¿Qué preocupaciones de seguridad se deben tener en cuenta al piratear sitios web de invitación abierta?

Navega tus respuestas
5

Hay un par de otras preguntas que ya abordan aspectos legales, éticos y de responsabilidad de hackear sitios web con invitaciones abiertas.

¿Cuáles son las preocupaciones legales / éticas a tener en cuenta al hackear sitios web con invitaciones abiertas?

Creo que accidentalmente lo hago 'D un sitio web. ¿Qué debo hacer?

Esto me hizo pensar: ¿Qué tan buena idea es, desde un punto de vista de seguridad, estar pirateando estos sitios web? Claro, ofrecen una gran oportunidad de aprendizaje potencial para aquellos que desean ejercer sus habilidades. Pero, ¿qué amenaza podrían representar para esas personas, muchas de las cuales pueden estar jugando con fuegos que aún no comprenden del todo?

Poniéndose mi sombrero de papel de aluminio, algunos riesgos particulares vienen a la mente:

  • El sitio podría ser un honeypot, administrado por el gobierno u otras entidades que buscan recopilar información sobre hackers activos (o posibles).
  • El sombrero negro podría configurar el sitio como un honeypot para recopilar una lista de aficionados interesantes y hackeables para apuntar.
  • Un black-hat de terceros podría acceder a los registros del sitio y agruparlos para obtener datos sobre aficionados interesantes y hackeables a los que apuntar.

¿Son estas preocupaciones realistas? ¿Cuál es la probabilidad de que alguno o todos estos se hagan realidad? ¿Hay otras formas en que los propios sistemas podrían ponerse en riesgo (desde un punto de vista de compromiso de seguridad, no asuntos legales) cuando se utilizan para piratear estos sitios?

¿De qué manera se debe tratar de mitigar estos riesgos? ¿Cuáles podrían ser algunas buenas alternativas, si el riesgo se considera demasiado?

    
pregunta Iszi 02.04.2012 - 20:25
fuente

2 respuestas

3

También hay un aspecto profesional aquí menos en cuanto a controles técnicos, y más en el ángulo de reputación y propiedad intelectual:

  • Si eres un profesional de la seguridad que participa en uno de estos, ¿estás regalando una técnica o metodología patentada al competidor que alberga el sitio?
  • Si comete un error (no lo olvide, esto sucede en ocasiones), ¿podría impactar negativamente su reputación o la de su empresa?
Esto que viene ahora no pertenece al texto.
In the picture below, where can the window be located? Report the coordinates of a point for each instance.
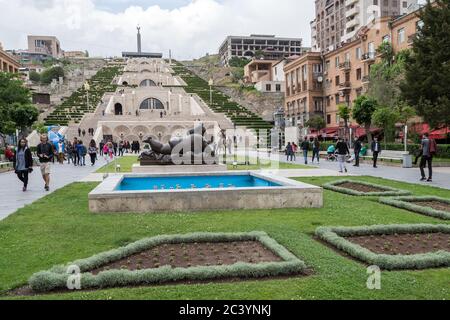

El anfitrión del sitio podrá ver todo lo que hizo en sus registros ... ¿Alguna vez escribe mal los comandos, usa dir en lugar de ls, se desvía accidentalmente fuera del alcance de la prueba? Esto se registrará y podría tener un impacto negativo en usted.

    
respondido por el Rory Alsop 04.04.2012 - 16:02
fuente
5

Definitivamente pueden ser honeypots. Es muy interesante saber cómo entran las personas, por lo que puede utilizar las mismas técnicas o identificarlas.

Algunos de estos proyectos son solo para aprender más sobre seguridad, pero es definitivamente plausible que estos sistemas puedan ser abusados. Después de todo, están destinados a ser vulnerables.

Hice un proyecto escolar similar en el que falsifiqué una retransmisión abierta de sendmail y simplemente envié todos los correos electrónicos entrantes a un script de Python que sacó todos los destinos, generando mi propia lista de correo no deseado. Creo que al final, después de aproximadamente 3 semanas, tenía cerca de 300.000 direcciones de correo electrónico diferentes.

    
respondido por el Lucas Kauffman 02.04.2012 - 20:33
fuente

Lea otras preguntas en las etiquetas

Guía de implementación y aplicación de "Protección ampliada" para prevenir MITM ¿Es este un síntoma de un ataque (DoS / DDoS)?